I had a 46 gallon with various plants, co2 and high light. The growth rate was insane and sometimes a little too much of a pain.

I did however fall in love with the undulata crypts I planted. No other plant interested me as much as this one did. It grows wild, looks amazing and provides a great place for my Cory's to hang out. The way they just pop up out of nowhere and sometimes 8" away for the mother plant.

So, to make a short story longer I decided to get rid of the stem plants with ugly roots and go with rosette plants (crypts).

I kept my java fern, java moss and anubia. I added some amazing frogbit to diffuse the light a little and give my gouramis a place to hide under. I still inject co2 and use fertilizer in the water As well as root tabs. So far so good. Plants have been in since Wednesday and so far no melting. Just waiting on my $100 worth of manzanita to arrive and she's complete!
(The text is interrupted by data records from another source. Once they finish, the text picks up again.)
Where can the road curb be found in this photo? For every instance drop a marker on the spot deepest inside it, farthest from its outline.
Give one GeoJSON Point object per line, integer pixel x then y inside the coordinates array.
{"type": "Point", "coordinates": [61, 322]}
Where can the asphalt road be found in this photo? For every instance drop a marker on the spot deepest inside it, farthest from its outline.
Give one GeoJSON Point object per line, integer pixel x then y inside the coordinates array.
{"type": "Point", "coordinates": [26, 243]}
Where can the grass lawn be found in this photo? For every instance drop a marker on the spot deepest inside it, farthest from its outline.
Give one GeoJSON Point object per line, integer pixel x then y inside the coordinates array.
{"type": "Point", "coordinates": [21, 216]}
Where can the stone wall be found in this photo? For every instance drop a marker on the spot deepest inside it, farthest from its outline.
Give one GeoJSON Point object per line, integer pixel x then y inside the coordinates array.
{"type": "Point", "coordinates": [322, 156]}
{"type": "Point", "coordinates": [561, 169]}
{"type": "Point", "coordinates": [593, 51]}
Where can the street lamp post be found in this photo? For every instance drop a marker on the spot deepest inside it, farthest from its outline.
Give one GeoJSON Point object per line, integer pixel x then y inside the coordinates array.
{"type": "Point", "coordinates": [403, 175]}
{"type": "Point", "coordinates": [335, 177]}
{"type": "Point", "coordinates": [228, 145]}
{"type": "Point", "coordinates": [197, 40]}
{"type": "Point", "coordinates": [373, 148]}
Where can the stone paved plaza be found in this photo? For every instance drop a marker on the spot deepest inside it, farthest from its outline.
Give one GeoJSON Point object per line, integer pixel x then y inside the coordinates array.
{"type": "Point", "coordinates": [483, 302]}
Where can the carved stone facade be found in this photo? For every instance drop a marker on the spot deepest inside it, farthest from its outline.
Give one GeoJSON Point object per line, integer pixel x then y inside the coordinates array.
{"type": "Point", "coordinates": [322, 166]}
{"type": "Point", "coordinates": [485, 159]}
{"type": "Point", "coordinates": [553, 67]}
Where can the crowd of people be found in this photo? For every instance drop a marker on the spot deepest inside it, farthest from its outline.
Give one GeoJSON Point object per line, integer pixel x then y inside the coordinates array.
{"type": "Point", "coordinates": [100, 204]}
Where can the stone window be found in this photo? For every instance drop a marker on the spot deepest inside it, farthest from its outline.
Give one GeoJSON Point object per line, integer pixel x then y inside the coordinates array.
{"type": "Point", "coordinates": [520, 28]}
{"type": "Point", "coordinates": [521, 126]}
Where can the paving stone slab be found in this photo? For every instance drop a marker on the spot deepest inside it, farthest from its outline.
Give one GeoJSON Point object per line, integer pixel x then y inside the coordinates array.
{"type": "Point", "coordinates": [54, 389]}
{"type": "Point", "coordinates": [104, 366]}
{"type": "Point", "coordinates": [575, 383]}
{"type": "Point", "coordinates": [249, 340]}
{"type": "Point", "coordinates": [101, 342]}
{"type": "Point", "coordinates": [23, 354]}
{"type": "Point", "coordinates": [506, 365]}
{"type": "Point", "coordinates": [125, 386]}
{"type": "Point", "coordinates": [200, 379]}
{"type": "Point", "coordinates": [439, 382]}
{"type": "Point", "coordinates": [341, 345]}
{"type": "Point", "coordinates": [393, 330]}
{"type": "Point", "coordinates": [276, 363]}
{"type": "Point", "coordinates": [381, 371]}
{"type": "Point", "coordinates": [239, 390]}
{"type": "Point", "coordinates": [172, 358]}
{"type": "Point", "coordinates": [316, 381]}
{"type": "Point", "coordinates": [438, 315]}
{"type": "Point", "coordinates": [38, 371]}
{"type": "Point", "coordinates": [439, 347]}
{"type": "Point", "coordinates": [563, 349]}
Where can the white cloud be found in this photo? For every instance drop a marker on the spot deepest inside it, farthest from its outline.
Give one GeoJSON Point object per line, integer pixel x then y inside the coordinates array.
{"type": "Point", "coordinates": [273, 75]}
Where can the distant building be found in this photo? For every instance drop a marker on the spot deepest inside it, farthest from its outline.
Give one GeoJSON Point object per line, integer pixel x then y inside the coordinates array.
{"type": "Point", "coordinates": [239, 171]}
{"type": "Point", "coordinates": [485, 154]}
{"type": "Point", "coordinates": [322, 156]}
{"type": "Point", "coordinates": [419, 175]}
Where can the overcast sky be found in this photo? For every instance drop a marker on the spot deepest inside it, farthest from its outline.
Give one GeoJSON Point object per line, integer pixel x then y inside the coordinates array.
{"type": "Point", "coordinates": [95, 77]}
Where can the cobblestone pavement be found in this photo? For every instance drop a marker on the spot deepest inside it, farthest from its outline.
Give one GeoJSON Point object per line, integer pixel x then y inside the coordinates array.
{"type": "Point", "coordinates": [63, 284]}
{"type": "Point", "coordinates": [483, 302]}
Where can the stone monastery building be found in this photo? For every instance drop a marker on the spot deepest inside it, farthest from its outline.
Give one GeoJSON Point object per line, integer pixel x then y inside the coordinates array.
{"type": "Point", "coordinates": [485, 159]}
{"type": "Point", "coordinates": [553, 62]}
Let me know what ya think so far. 







old tank.








new tank


----------



## pyrrolin (Jan 11, 2012)

should have kept some of that beautiful grass you had at the front but it should be nice once it grows in a bit.


----------



## Reckon (Mar 6, 2013)

I've seen crypts grown on wood logs and stumps. I think when the manzanita comes you'll be able to give the tank a lot more depth. How about crypts on wood on the right and left of the tank and then a big anubias or javafern clump in the middle?


----------



## 12273 (Nov 3, 2012)

Can't wait for the manzanita . I'm planning on putting some flame moss on the wood. I have a ball of it tucked away. 

Hopefully I can achieve the look I'm going for


----------



## 12273 (Nov 3, 2012)

An update to this slow growing tank

My crypts are doing amazing. They are flourishing and spreading small babies all over. That's why I love these plants. So wild!

Manzanita still has white crap on it but I'm told its safe. Fish doing ok


----------